- Directed by: Steven de Jong
- Release date: 11 November 2007;
- Country: Netherlands
- Language: Dutch

= De Scheepsjongens van Bontekoe (film) =

2007 film by Steven de Jong

De Scheepsjongens van Bontekoe (English title: Storm Bound) is a 2007 Dutch family film, directed by Steven de Jong.

The film received a Golden Film for 100,000 visitors.

The film is based on the book Java Ho!, written by Johan Fabricius and published in 1924.

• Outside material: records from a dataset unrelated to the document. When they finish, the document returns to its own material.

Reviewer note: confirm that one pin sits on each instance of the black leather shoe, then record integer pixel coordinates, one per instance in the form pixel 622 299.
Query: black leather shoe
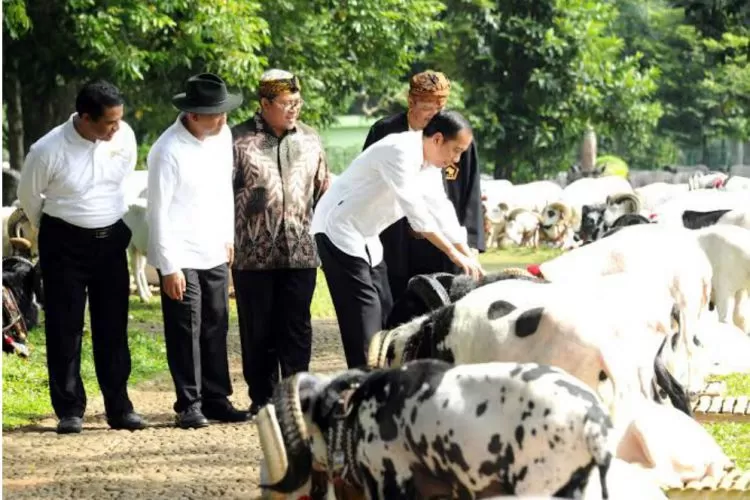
pixel 223 412
pixel 191 418
pixel 254 409
pixel 70 425
pixel 130 421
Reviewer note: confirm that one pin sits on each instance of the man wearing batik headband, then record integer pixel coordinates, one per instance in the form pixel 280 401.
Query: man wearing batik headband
pixel 406 254
pixel 280 172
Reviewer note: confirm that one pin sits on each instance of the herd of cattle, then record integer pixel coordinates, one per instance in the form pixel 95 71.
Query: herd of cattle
pixel 570 211
pixel 574 378
pixel 568 379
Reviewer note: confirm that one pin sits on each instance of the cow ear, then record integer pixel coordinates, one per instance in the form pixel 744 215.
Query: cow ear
pixel 430 290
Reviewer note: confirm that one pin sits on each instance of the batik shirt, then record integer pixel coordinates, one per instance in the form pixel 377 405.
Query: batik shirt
pixel 277 183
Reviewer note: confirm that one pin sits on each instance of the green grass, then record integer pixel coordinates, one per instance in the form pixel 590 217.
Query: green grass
pixel 734 438
pixel 25 381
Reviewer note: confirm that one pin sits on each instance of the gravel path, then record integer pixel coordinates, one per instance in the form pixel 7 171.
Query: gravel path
pixel 220 461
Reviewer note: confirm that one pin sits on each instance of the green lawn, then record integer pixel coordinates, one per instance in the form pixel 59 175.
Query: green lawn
pixel 25 382
pixel 26 398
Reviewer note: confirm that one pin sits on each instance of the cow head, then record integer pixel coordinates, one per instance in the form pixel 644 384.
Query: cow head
pixel 23 236
pixel 294 429
pixel 24 280
pixel 592 221
pixel 575 172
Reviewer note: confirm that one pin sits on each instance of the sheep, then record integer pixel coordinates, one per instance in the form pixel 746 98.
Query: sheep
pixel 737 183
pixel 598 219
pixel 672 260
pixel 135 219
pixel 557 225
pixel 728 249
pixel 23 296
pixel 404 433
pixel 591 191
pixel 522 227
pixel 20 236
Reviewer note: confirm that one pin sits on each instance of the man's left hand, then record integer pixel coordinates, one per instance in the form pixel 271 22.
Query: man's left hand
pixel 230 253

==Plot / differences with the book==
In the film three of the boys play the central roles: Hajo, Rolf, and Padde, while Harmen is here an adult. In the film after the ship wreck the four plus Hein Rol and two other men are in a lifeboat. They do not make a sail but row. They assume that Willem Bontekoe is dead. One of the men dies. The remaining six meet locals and trade with them. Rol and another man try to steal from the locals, after which the six are attacked. The three boys together with local girl Dolimah move on. After some time Dolimah returns, and the three reach Java. However, the danger is not over because the authorities want to kill Padde because the ship wreck was his fault. Bontekoe shows up, he has survived too, and saves Padde by lying that it is not him. They get a job on Bontekoe's new ship on its voyage home. Hajo proudly brings his earnings to his poor mother.